TeraSort

TeraSort is a benchmark style distributed sorting procedure for very large datasets. It is commonly associated with sorting one terabyte or more of records using a cluster. The core idea is simple: sample keys, choose range partitions, shuffle records to the correct partitions, sort each partition locally, and write ordered output shards.

TeraSort is close to MapReduce sort in structure, but it is usually discussed as a performance benchmark. It stresses disk I/O, network shuffle, partition balance, and local external sorting.

Problem

Given a very large collection of records with sortable keys, produce globally sorted output across a distributed storage system.

The input is usually much larger than memory on one machine.

Algorithm

terasort(input, reducers):
    sample keys from input
    sort sampled keys
    choose reducers - 1 splitters

    parallel map:
        read input records
        emit records by key

    shuffle:
        send each record to reducer selected by splitters

    parallel reduce:
        sort assigned records locally
        write sorted output shard

    return output shards in reducer order

The reducer is selected by range lookup:

reducer_id(key, splitters):
    return upper_bound(splitters, key)

Range Partitioning

Let the splitters be:

s_1 \le s_2 \le \cdots \le s_{r-1}

where $r$ is the reducer count.

Reducer $0$ gets the smallest key range. Reducer $r - 1$ gets the largest key range. With good splitters, each reducer receives about $n/r$ records.

Complexity

Let $n$ be the number of records and $r$ be the number of reducers.

measure	value
sampling	$O(n)$ read sample, usually sparse
shuffle volume	$O(n)$ records
local sort per reducer	about $O((n/r)\log(n/r))$
total local sort work	$O(n\log(n/r))$
output	$r$ sorted shards

Wall clock time is usually controlled by disk bandwidth, network bandwidth, reducer skew, and spill merge efficiency.

Correctness

Range partitioning assigns every record to a key interval. Every key in reducer $i$ is less than or equal to every key in reducer $j$ for $i < j$ . Each reducer sorts its local records. Therefore, each output shard is internally sorted and all shards are globally ordered by reducer index.

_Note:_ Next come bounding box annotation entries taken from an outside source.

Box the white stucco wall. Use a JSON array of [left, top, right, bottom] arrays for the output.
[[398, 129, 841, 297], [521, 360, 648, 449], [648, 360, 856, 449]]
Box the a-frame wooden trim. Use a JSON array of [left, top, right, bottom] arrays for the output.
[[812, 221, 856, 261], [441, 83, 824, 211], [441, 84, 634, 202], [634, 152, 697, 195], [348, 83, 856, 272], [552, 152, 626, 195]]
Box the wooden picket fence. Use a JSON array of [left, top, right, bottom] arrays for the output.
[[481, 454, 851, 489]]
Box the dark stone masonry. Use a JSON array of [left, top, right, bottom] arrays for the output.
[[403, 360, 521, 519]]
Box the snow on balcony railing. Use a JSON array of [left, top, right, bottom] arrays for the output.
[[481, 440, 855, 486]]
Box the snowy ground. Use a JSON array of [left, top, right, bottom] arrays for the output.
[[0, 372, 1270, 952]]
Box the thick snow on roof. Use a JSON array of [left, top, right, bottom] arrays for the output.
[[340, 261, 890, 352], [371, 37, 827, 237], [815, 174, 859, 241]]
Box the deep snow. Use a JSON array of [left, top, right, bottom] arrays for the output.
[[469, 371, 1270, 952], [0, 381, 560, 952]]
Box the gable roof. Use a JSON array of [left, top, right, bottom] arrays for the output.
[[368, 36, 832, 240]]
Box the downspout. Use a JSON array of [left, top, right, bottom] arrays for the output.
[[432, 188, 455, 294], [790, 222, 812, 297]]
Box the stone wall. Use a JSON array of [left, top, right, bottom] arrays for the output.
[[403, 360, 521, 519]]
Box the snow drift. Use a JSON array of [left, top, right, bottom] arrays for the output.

Reading the shards in reducer order produces one sorted sequence.

Practical Considerations

Sampling must be representative.
Poor splitters cause reducer skew.
Large duplicate key ranges can overload one reducer.
Shuffle compression can reduce network pressure.
Reducers often perform external sort with spills and merges.
Output is usually many sorted part files.
Cluster performance depends on storage locality and network topology.

When to Use

Use TeraSort when:

sorting at cluster scale
testing distributed sorting performance
validating shuffle, storage, and scheduler behavior
producing globally ordered distributed output

Avoid it for small data or latency sensitive workloads. The distributed overhead is substantial.

Implementation Sketch

sample_phase(input):
    samples = []
    for block in input_blocks:
        samples += sample_records(block)

    sort samples
    return choose_evenly_spaced_splitters(samples)

map(record):
    key = extract_key(record)
    reducer = upper_bound(splitters, key)
    emit_to_reducer(reducer, record)

reduce(records):
    sort records by key
    write sorted records

Simplified Python Model

from bisect import bisect_right
from collections import defaultdict

def terasort(records, splitters):
    buckets = defaultdict(list)

    for record in records:
        key = record[0]
        r = bisect_right(splitters, key)
        buckets[r].append(record)

    output = []
    for r in range(len(splitters) + 1):
        output.extend(sorted(buckets[r], key=lambda x: x[0]))

    return output